When was the last time you heard or read about a revolutionary technology or idea?

Here is a random assortment:

The Printing Press
The Hybrid Electric Engine
Facebook
The iPad

It would be hard to argue that any of these technologies are not revolutionary – and each have certainly changed the world in some way. However, when you think about it – how much innovation really went into each one of these inventions?

The Printing Press: Invented in 1450 by Johannes Gutenberg, this device essentially mixes together two existing technologies: movable type (created by the Chinese as early as 1040) and the wine press (originally conceived to crush grapes for wine).

The Hybrid Electric Engine: This innovation is basically a well-balanced combination of a gas/electric generator and a trunk-full of cell phone batteries.

Facebook: Social communication over the internet is nearly as old as the internet itself. One of the earliest social outlets was AOL Instant Messenger (AIM), which launched in 1996. Facebook is essentially a more sophisticated version of AIM where users have control of an entire webpage (their profile) and can interact with their friends in ways other than just instant messaging.

The iPad: Perhaps the least impressive invention on the list – this device is simply a larger version of the iPod Touch.

When thinking about these inventions in comparison to the technologies that laid the groundwork for their discovery – they seem quite ordinary. They’re all minor modifications of existing technologies or combinations of inventions that already exist.

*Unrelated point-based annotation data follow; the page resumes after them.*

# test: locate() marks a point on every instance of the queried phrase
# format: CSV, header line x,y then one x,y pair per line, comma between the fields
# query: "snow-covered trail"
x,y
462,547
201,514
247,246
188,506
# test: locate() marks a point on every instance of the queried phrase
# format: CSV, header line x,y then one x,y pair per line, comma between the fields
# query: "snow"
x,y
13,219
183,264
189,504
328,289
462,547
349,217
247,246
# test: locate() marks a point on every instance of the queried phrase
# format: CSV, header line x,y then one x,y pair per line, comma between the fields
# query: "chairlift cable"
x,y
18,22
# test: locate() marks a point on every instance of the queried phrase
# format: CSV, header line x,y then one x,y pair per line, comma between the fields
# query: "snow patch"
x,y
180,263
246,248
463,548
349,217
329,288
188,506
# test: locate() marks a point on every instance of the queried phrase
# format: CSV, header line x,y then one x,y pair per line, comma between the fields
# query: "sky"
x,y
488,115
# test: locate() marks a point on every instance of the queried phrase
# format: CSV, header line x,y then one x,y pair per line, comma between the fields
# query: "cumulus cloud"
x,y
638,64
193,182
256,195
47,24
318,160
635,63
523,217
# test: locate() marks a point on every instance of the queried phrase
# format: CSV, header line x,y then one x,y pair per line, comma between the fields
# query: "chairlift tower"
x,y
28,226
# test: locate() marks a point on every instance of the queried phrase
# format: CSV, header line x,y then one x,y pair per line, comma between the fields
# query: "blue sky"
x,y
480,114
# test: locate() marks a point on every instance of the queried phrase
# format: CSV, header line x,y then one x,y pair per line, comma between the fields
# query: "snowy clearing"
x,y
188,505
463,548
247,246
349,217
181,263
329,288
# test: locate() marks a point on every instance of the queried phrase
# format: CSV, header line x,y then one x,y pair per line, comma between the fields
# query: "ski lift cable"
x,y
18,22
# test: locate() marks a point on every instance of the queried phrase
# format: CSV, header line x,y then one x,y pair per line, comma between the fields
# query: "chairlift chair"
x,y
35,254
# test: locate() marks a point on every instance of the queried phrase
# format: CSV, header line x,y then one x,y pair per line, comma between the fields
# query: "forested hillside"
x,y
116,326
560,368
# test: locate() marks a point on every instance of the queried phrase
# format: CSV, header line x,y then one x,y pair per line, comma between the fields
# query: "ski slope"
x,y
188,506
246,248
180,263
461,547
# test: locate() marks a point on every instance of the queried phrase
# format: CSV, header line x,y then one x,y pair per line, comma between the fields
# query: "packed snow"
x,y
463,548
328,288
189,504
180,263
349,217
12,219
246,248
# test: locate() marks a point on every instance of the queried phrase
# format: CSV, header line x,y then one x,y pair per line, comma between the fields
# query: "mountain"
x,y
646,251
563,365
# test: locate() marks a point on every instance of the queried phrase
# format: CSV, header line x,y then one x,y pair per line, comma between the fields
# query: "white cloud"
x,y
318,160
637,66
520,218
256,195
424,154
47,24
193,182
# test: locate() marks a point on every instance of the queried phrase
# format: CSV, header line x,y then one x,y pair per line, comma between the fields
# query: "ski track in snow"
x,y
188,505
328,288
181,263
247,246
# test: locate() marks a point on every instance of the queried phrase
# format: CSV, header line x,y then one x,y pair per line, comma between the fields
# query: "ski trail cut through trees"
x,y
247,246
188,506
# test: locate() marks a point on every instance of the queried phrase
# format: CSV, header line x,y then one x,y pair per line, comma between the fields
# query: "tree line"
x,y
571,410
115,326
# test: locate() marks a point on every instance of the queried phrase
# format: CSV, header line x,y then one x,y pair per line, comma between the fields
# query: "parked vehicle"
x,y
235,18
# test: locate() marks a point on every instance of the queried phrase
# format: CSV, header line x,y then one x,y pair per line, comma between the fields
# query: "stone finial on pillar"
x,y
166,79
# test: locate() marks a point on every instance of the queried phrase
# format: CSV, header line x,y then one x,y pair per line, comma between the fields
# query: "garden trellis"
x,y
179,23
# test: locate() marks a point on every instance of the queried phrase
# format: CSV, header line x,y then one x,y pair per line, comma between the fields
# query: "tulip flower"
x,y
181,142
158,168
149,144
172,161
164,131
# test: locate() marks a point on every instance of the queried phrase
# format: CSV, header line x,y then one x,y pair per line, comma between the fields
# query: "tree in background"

If you were to look at the body of existing technology as a building – each invention is simply one additional brick laid on top of all of the technologies that supported its discovery. A different analogy is that of an endlessly sprawling mansion, where each additional room in the mansion (a new discovery) can only be accessed when its adjacent rooms have already been explored.

The secret to changing the world is not thinking big – but rather it’s examining everything that already exists and thinking of small ways to modify, improve, or combine. Big discoveries lay here, in the adjacent possible.

Citation – the concept of the Adjacent Possible is credited to Steven Johnson and his book Where Good Ideas Come From.